To: Roger A. Babb who wrote (612)6/12/1998 10:04:00 PM
From: bobby beara  Read Replies (2) | Respond to of 3339
 
Roger, I think today was a reversal day. We bounced off the 1080 support area and closed above yesterdays close.

I think we are in for more exhuberance (I'm targeting 1184). Nikkei sitting on support also and this GDP report might be the kind of bearishness that might marke a short term capitulation bottom.
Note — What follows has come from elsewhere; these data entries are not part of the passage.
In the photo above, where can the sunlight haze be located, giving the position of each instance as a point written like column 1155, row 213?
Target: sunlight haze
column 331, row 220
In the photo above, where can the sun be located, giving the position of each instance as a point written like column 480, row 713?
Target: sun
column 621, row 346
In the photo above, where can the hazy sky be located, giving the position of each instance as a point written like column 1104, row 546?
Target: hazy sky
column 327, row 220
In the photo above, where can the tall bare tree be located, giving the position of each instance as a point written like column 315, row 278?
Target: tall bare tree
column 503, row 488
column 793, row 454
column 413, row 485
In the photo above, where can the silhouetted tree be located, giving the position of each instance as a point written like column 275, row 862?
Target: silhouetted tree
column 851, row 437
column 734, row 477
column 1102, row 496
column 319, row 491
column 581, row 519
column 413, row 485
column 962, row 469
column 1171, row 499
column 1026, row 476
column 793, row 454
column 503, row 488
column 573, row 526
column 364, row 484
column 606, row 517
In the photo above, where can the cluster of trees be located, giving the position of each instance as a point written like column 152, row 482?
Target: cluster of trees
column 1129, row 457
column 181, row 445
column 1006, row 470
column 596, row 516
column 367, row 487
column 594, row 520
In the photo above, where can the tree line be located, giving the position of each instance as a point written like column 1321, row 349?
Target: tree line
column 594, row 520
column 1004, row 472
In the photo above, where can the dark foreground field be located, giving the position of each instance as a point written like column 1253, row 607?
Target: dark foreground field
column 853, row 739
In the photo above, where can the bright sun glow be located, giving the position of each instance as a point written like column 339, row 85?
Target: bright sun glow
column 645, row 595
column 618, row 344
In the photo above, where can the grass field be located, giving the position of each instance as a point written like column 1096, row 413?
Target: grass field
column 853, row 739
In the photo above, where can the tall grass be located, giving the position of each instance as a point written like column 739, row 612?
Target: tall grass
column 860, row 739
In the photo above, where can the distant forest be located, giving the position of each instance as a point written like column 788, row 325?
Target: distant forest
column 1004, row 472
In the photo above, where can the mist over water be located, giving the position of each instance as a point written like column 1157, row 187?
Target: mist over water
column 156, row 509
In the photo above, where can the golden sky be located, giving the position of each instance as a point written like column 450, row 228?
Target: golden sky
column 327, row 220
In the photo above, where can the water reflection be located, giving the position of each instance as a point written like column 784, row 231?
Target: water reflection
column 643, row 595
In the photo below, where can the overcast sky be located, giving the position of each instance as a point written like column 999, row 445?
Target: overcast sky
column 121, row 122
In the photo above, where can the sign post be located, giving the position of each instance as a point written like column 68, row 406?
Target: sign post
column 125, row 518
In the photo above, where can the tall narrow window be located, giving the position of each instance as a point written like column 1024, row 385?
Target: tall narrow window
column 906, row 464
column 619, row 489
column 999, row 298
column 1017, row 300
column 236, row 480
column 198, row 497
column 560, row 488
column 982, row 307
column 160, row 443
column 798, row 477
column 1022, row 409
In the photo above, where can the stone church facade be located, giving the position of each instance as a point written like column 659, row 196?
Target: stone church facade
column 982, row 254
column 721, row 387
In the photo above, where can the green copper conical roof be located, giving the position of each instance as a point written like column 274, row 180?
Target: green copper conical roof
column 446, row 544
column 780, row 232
XAU may have had a reversal day also.

If I'm right, we should see volume increase next week as we climb to new highs.

bb



To: Roger A. Babb who wrote (612)6/13/1998 12:54:00 PM
From: Les H  Respond to of 3339
 
There may be further rebound, but that looks to be bounded by 9000. The Dow/S&P bounced off 8680 which also coincided with a downtrending support line since April. Soon, that trendline will go below 8680. The top line of the downtrending channel is 8980. Nasdaq came within 1% of its 200-day moving average yesterday. The simple answer is the market is continuing to make new intraday/intraweek lows in successive weeks. So far, this market is behaving as in June/July 96 which were difficult for many of the same economic reasons as now.

There still hasn't been the extreme level of volatility or volume expected at lows that are associated with climactic selling. Yesterday was less than 1.5% down. Normally, the market should approach at least twice that.

Another anomaly that was seen intraday in the market yesterday was the extremely heavy level of shorting of the S&P Depository Receipts (SPY). At one time, when the S&P 500 was down 8 points, I saw the SPY only down 1/8 the equivalent of 1.2 on the S&P 500.